Two days ago, I was shoveling sand into a cement mixer for the stone wall I am building with Uwe. It takes nine scoops of sand into the mixer along with two scoops of cement and two scoops of lime for the perfect mix. I jabbed the shovel into the sand pile, and just as I was lifting the heaping scoop into the air, out popped a scorpion. A scorpion! It looked exactly like what I had imagined, and had Uwe not been there, I surely would have screamed and ran back to Paris. It was about the size of two iPhones put together (Mel would claim this reference reveals how "Generation Y" I have become), and moved surprisingly slow. Uwe flipped into a bucket with his shovel and tossed off into the distance.
There are three poisonous creatures here. Scorpions (check), centipedes, snakes. Their venom is not deadly, but apparently, if they get you, it really, really hurts. Just extra motivation for me to be careful. Yesterday, I finished reading Thomas Eidson's "St.

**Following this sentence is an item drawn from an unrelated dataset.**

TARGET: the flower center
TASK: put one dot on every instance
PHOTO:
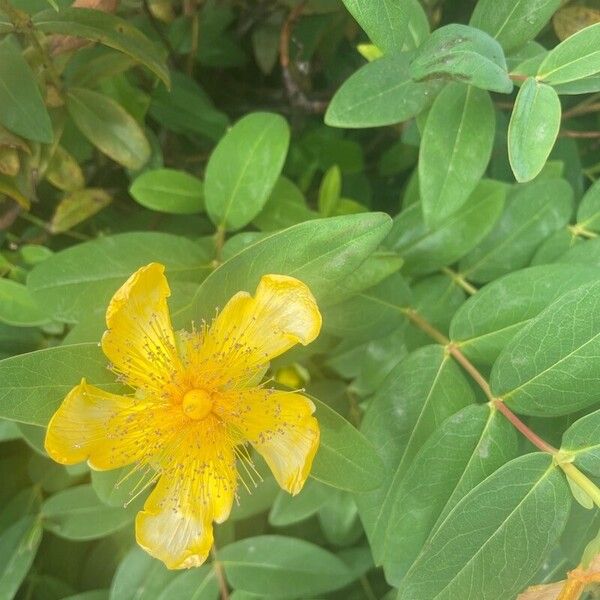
(197, 404)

Agnes' Stand", and there was a scene where Swanson, the protagonist, hides under a horse to avoid being spotted by nearby Apaches. They move in closer, and he has to slide in under an alcove of rocks next to him. Soon, their feet are right in front of his eyes, and he is fighting to keep quiet, to silence his breath even though he has a broken arm and leg. Then, he feels something. First it's subtle, a soft stroke, a fuzz of sorts. Then another. Then another. Then five. Now it's more apparent. One of them crawls down his pants, another down his shirt. He's got five centipedes on him, and they all begin to bite him!!!! That really got me chippy and jippy for ranch life.
Being around Australians and Brits has really expanded my understanding of the possibilities of English. Dialects are really fun, especially when they come from across oceans. In America, we definitely have a fair set of dialects - the Hillbilly, Texan, New Yorker, Bostonian, Californian, Western Drawl, Baltimore Hon, etc. But hearing Aussies and Brits takes English to a new level. Some new words and phrases I've learned:
1. a bloke - just some guy (GB). ex. The bloke came to dinner with a goat handcuffed to his ankle.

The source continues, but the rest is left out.